> However, I tried to generate assembly using "GCC" and "Clang" and they seem to make two comparisons and treat both of them as labels and jump.
Well if you turn on optimisation, you end up with assembler that looks a lot more like what you crafted by hand.

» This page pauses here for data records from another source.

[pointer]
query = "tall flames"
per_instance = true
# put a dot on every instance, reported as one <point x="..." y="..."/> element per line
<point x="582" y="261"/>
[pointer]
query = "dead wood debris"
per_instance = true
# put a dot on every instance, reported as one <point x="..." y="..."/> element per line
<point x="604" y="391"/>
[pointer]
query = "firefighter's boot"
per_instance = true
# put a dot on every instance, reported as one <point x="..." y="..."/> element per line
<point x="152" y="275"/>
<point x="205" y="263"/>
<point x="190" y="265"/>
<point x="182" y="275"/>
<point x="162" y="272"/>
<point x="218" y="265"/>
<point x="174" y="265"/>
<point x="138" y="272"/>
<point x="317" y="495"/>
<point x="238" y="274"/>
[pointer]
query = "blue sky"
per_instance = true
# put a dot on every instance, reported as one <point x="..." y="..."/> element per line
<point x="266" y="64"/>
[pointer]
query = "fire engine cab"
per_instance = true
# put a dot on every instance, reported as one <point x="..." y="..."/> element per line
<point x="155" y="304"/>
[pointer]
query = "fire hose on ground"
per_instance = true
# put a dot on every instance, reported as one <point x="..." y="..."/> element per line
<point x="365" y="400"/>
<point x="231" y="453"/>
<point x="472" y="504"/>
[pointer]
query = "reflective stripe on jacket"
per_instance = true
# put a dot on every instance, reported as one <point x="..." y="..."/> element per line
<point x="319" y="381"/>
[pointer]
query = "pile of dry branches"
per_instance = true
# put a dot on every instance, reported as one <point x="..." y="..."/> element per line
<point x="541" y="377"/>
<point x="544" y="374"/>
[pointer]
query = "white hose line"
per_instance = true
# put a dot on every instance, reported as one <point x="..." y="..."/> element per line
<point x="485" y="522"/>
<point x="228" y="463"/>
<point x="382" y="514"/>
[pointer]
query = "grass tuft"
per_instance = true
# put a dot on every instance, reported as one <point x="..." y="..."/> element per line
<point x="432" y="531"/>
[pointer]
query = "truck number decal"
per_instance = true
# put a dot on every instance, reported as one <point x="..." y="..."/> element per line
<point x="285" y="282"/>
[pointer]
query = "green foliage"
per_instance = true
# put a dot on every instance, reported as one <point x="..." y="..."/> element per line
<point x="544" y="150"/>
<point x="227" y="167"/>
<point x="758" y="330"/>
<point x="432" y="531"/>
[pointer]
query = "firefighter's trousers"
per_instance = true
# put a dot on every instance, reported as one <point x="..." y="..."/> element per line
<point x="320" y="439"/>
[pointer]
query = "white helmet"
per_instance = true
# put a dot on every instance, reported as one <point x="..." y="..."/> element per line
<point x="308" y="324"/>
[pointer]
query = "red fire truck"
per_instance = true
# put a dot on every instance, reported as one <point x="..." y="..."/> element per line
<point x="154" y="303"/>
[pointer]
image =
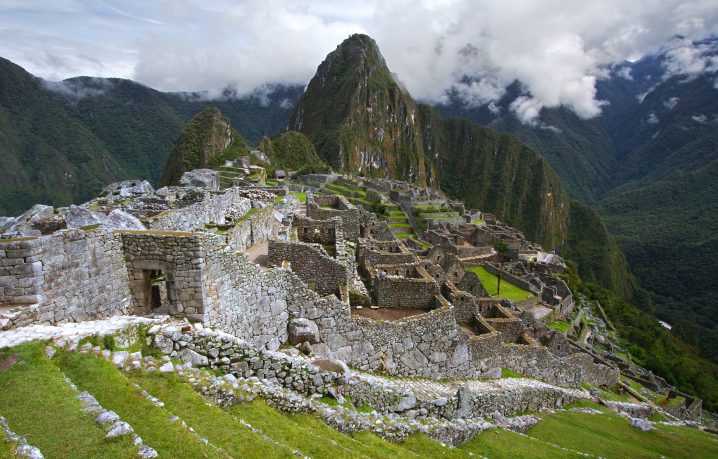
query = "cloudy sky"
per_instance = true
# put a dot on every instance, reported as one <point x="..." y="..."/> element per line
<point x="555" y="48"/>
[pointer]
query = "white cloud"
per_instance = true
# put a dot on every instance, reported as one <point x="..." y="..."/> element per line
<point x="671" y="102"/>
<point x="556" y="49"/>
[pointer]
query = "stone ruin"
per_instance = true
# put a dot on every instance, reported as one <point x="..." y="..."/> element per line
<point x="368" y="300"/>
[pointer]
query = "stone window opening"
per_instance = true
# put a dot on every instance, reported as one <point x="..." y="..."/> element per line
<point x="154" y="289"/>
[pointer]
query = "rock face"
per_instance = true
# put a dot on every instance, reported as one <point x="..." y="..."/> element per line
<point x="128" y="188"/>
<point x="79" y="217"/>
<point x="362" y="122"/>
<point x="303" y="330"/>
<point x="206" y="141"/>
<point x="642" y="424"/>
<point x="204" y="178"/>
<point x="22" y="225"/>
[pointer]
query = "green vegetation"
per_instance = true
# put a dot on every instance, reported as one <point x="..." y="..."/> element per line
<point x="509" y="291"/>
<point x="207" y="141"/>
<point x="40" y="406"/>
<point x="209" y="421"/>
<point x="610" y="435"/>
<point x="290" y="151"/>
<point x="560" y="326"/>
<point x="506" y="373"/>
<point x="651" y="345"/>
<point x="300" y="195"/>
<point x="114" y="392"/>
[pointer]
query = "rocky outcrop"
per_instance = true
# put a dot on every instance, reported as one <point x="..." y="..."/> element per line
<point x="206" y="142"/>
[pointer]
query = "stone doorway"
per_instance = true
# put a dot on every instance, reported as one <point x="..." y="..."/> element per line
<point x="154" y="288"/>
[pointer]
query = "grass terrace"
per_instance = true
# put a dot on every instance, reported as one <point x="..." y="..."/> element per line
<point x="40" y="405"/>
<point x="560" y="326"/>
<point x="508" y="291"/>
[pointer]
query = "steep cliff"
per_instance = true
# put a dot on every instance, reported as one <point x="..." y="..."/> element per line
<point x="206" y="142"/>
<point x="362" y="121"/>
<point x="359" y="119"/>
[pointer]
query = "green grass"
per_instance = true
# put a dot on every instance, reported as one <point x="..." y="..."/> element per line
<point x="311" y="436"/>
<point x="609" y="435"/>
<point x="300" y="195"/>
<point x="509" y="291"/>
<point x="211" y="422"/>
<point x="40" y="406"/>
<point x="560" y="326"/>
<point x="497" y="443"/>
<point x="247" y="216"/>
<point x="114" y="392"/>
<point x="506" y="373"/>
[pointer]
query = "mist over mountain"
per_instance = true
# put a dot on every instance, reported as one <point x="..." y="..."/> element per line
<point x="63" y="141"/>
<point x="649" y="165"/>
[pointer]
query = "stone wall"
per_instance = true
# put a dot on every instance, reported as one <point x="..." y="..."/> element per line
<point x="317" y="231"/>
<point x="69" y="276"/>
<point x="232" y="355"/>
<point x="383" y="253"/>
<point x="312" y="264"/>
<point x="261" y="226"/>
<point x="336" y="206"/>
<point x="216" y="207"/>
<point x="180" y="256"/>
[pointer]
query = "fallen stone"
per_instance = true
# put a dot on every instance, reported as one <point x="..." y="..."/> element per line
<point x="118" y="429"/>
<point x="167" y="367"/>
<point x="107" y="417"/>
<point x="119" y="358"/>
<point x="50" y="352"/>
<point x="190" y="356"/>
<point x="642" y="424"/>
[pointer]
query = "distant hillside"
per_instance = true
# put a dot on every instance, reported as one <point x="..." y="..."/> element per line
<point x="363" y="122"/>
<point x="205" y="142"/>
<point x="62" y="142"/>
<point x="649" y="165"/>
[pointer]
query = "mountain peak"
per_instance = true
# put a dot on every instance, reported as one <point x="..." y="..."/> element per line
<point x="205" y="142"/>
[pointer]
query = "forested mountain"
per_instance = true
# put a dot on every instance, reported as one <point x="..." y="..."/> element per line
<point x="649" y="165"/>
<point x="61" y="142"/>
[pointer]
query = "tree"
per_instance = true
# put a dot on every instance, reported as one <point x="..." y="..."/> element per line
<point x="501" y="249"/>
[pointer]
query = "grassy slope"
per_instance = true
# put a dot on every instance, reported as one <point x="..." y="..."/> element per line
<point x="490" y="283"/>
<point x="114" y="392"/>
<point x="611" y="436"/>
<point x="40" y="406"/>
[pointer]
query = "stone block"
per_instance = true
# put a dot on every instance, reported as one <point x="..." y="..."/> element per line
<point x="303" y="330"/>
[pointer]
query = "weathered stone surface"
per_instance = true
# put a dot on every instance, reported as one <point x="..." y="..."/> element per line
<point x="22" y="225"/>
<point x="128" y="188"/>
<point x="204" y="178"/>
<point x="190" y="356"/>
<point x="642" y="424"/>
<point x="303" y="330"/>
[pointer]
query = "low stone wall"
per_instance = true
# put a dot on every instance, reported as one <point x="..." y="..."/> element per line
<point x="384" y="254"/>
<point x="180" y="256"/>
<point x="214" y="208"/>
<point x="517" y="281"/>
<point x="261" y="226"/>
<point x="317" y="231"/>
<point x="69" y="276"/>
<point x="397" y="291"/>
<point x="340" y="208"/>
<point x="232" y="355"/>
<point x="311" y="264"/>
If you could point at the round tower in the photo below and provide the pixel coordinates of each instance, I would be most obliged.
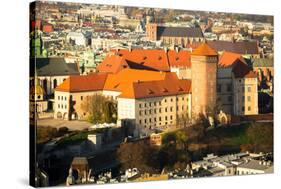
(204, 62)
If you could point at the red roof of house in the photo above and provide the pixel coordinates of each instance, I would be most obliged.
(228, 59)
(204, 50)
(144, 59)
(181, 58)
(150, 59)
(130, 83)
(165, 87)
(78, 83)
(242, 70)
(112, 64)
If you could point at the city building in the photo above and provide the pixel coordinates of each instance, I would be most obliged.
(204, 80)
(243, 163)
(144, 98)
(140, 80)
(237, 86)
(248, 49)
(51, 72)
(174, 35)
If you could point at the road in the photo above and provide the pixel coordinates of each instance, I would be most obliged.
(57, 123)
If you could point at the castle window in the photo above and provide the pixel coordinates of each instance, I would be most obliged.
(219, 88)
(249, 89)
(229, 88)
(229, 98)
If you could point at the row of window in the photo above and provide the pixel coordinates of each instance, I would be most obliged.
(228, 88)
(148, 112)
(62, 98)
(150, 120)
(248, 98)
(62, 106)
(249, 108)
(150, 104)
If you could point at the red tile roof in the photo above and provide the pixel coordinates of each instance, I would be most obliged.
(150, 59)
(144, 59)
(112, 64)
(130, 83)
(78, 83)
(204, 50)
(228, 59)
(241, 70)
(178, 59)
(148, 89)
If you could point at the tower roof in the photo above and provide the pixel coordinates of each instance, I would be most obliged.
(204, 50)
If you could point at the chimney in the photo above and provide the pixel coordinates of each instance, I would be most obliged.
(177, 49)
(165, 49)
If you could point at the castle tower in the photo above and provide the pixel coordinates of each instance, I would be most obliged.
(151, 31)
(204, 62)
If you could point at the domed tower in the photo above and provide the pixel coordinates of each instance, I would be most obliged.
(204, 62)
(36, 91)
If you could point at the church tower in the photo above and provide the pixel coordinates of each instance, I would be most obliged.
(204, 62)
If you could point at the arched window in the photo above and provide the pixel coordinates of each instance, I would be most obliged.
(55, 83)
(45, 85)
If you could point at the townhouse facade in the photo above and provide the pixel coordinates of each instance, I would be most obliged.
(154, 88)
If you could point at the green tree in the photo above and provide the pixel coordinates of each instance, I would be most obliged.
(138, 155)
(100, 109)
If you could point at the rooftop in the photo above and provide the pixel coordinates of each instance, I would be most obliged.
(179, 31)
(53, 67)
(204, 50)
(229, 59)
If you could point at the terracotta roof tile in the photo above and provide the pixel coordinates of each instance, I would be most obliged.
(241, 70)
(144, 59)
(112, 64)
(204, 50)
(167, 87)
(79, 83)
(229, 59)
(181, 58)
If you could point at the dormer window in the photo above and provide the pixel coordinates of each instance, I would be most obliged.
(150, 91)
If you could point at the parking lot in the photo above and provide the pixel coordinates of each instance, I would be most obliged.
(57, 123)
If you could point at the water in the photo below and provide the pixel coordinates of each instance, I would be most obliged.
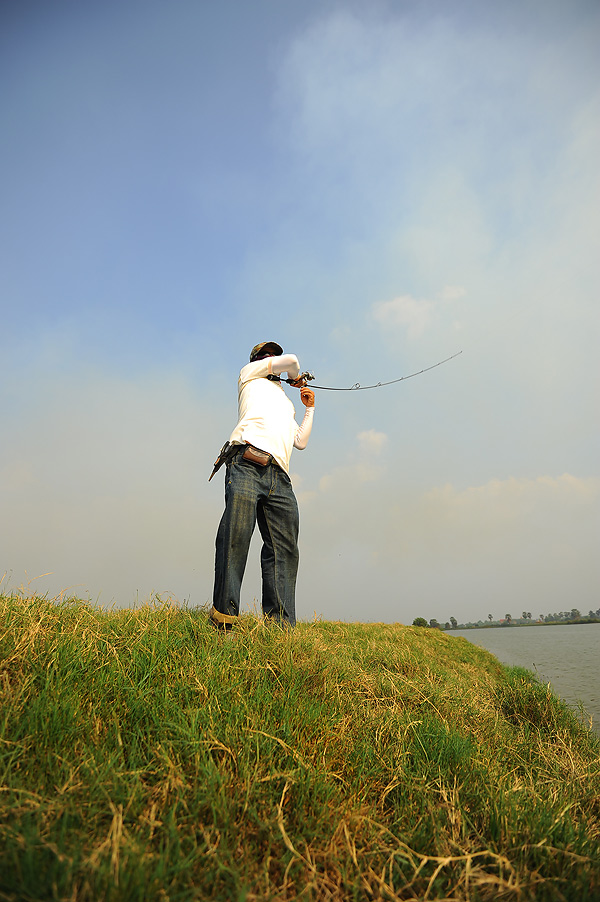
(567, 657)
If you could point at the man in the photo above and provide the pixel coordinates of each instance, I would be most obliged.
(258, 487)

The primary purpose of unoptimised code is to
a) make compilation quick
b) make debugging sane
Trying to debug optimised code can be a weird experience.
gcc -S foo.c
Code:
main:
.LFB0:
.cfi_startproc
endbr64
pushq %rbp
.cfi_def_cfa_offset 16
.cfi_offset 6, -16
movq %rsp, %rbp
.cfi_def_cfa_register 6
subq $16, %rsp
movq %fs:40, %rax
movq %rax, -8(%rbp)
xorl %eax, %eax
leaq -16(%rbp), %rax
movq %rax, %rsi
leaq .LC0(%rip), %rdi
movl $0, %eax
call __isoc99_scanf@PLT
movl $3, -12(%rbp)
movl -16(%rbp), %eax
cmpl %eax, -12(%rbp)
jge .L2
leaq .LC1(%rip), %rdi
call puts@PLT
jmp .L3
.L2:
leaq .LC2(%rip), %rdi
call puts@PLT
.L3:
movl $0, %eax
movq -8(%rbp), %rdx
xorq %fs:40, %rdx
je .L5
call __stack_chk_fail@PLT
.L5:
leave
.cfi_def_cfa 7, 8
ret
vs gcc -S -O2 foo.c
Code:
main:
.LFB23:
.cfi_startproc
endbr64
subq $24, %rsp
.cfi_def_cfa_offset 32
leaq .LC0(%rip), %rdi
movq %fs:40, %rax
movq %rax, 8(%rsp)
xorl %eax, %eax
leaq 4(%rsp), %rsi
call __isoc99_scanf@PLT
cmpl $3, 4(%rsp)
jle .L2
leaq .LC1(%rip), %rdi
call puts@PLT
.L3:
movq 8(%rsp), %rax
xorq %fs:40, %rax
jne .L7
xorl %eax, %eax
addq $24, %rsp
.cfi_remember_state
.cfi_def_cfa_offset 8
ret
.L2:
.cfi_restore_state
leaq .LC2(%rip), %rdi
call puts@PLT
jmp .L3
.L7:
call __stack_chk_fail@PLT
.cfi_endproc